The line nobody wants to name
In the digital entertainment industry, almost everything is sold as "gaming". Slot machines, roulette, sports betting, card games, competitive video games, puzzles. But there is an invisible line dividing this universe in two: the line between chance and skill. On one side are casinos (where the outcome depends on luck). On the other are skill games (where the outcome depends on the player). GamesP2P stands firmly on the second side, and this distinction is not marketing — it is identity.
The confusion is understandable. Both sides offer cash prizes. Both sides have digital platforms. Both sides use cryptocurrencies. But the conceptual difference is abysmal: in a casino, the player CANNOT improve their odds with practice; in a skill game, they can. This difference has ethical, legal, and existential consequences for a platform.
What makes a game 100% skill?
A game is 100% skill when the outcome is determined exclusively by the players' decisions, with no chance intervention after the initial setup. Chess is the canonical example: pieces start in fixed positions, turns alternate, and every move is the player's decision. No dice, no hidden cards, no RNG. The better player wins, not the luckier one.
Dominoes has an element of chance in the initial deal (who receives which tiles is random). But from there, everything is decision: which tile to play, on which end, when to block, when to force the close. The difference between a novice and an expert Competidor is measured in victories, not in luck. This is why dominoes qualifies as a skill game, not a game of chance.
Why we reject the casino model
The casino model is simple: the house always wins. Not because of skill, but because of math. Every casino game has a built-in house edge that ensures the platform profits over time, regardless of individual outcomes. The player can win in the short term, but the longer they play, the closer their results approach the statistical expectation: loss.
GamesP2P rejects this model for one fundamental reason: it contradicts Merit. In a casino, a player can play perfectly and still lose (the house edge is mathematical, not skill-based).

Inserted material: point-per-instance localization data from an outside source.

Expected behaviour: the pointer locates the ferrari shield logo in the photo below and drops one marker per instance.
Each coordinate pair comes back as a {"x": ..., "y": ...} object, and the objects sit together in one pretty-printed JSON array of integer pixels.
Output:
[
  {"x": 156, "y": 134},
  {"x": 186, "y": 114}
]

At GamesP2P, a Competidor who plays better than their rival wins — always, with no mathematical erosion. The platform charges a fixed 3% commission on the pot (2.5% house + 0.25% sponsor + 0.25% botín), not a house edge on outcomes. This changes the incentive structure entirely.
Regulatory implications
The legal distinction between skill games and games of chance varies by jurisdiction, but the underlying principle is consistent: skill games are permitted in many markets where gambling is restricted or banned. This is not a loophole — it is a recognition that competing on skill is fundamentally different from gambling on chance.
GamesP2P operates under the skill-gaming legal framework. Each Match is structured to ensure the outcome depends on player decisions, not on chance. Validation is external and verifiable (FIDE rules for chess, canonical domino rules), not internal and opaque. This is not just compliance — it is design.
How to identify a real skill game
Not everything sold as "skill-based" actually is. Some platforms use the label while introducing RNG elements that affect outcomes. The canonical test is simple: if a master loses to a novice more than once in a hundred matches, the game has a significant chance component. In chess, a master beats a novice 99.9% of the time. In dominoes, the rate is lower but still overwhelmingly favorable to the expert.
At GamesP2P, we apply the canonical tests of Canon Helios: 50+ years of documented existence, 100% skill post-setup, consistent Merit recognition, simple rules but strategic depth, and comprehension by a 10-year-old in 5 minutes. Only chess and dominoes pass all five tests today. We do not add games that fail any of them, even when commercially tempting.
- ¿El mejor jugador gana consistentemente? En habilidad, sí; en azar, no.
- ¿La práctica mejora las chances? En habilidad, sí; en azar, no.
- ¿Hay "ventaja de casa"? En habilidad, no; en casino, sí.
- ¿El resultado depende de decisiones post-setup? En habilidad, sí; en azar, no.
- ¿Se puede perder por jugar mal? En habilidad, sí; en azar, no importa cómo juegues.
The future of competitive Merit
The future of competitive gaming belongs to platforms that respect Merit. As regulators worldwide tighten restrictions on gambling, skill-based gaming emerges as a legitimate alternative: it offers the excitement of real stakes without the math that ensures player loss. GamesP2P is positioned at the forefront of this shift.
For the Competidor, this means a space where skill is rewarded consistently, where the result is always a function of who played better, and where the platform has no incentive to make you lose. The line between skill and chance is not just regulatory — it is the line that defines what kind of platform we are building. And we are firmly on the skill side.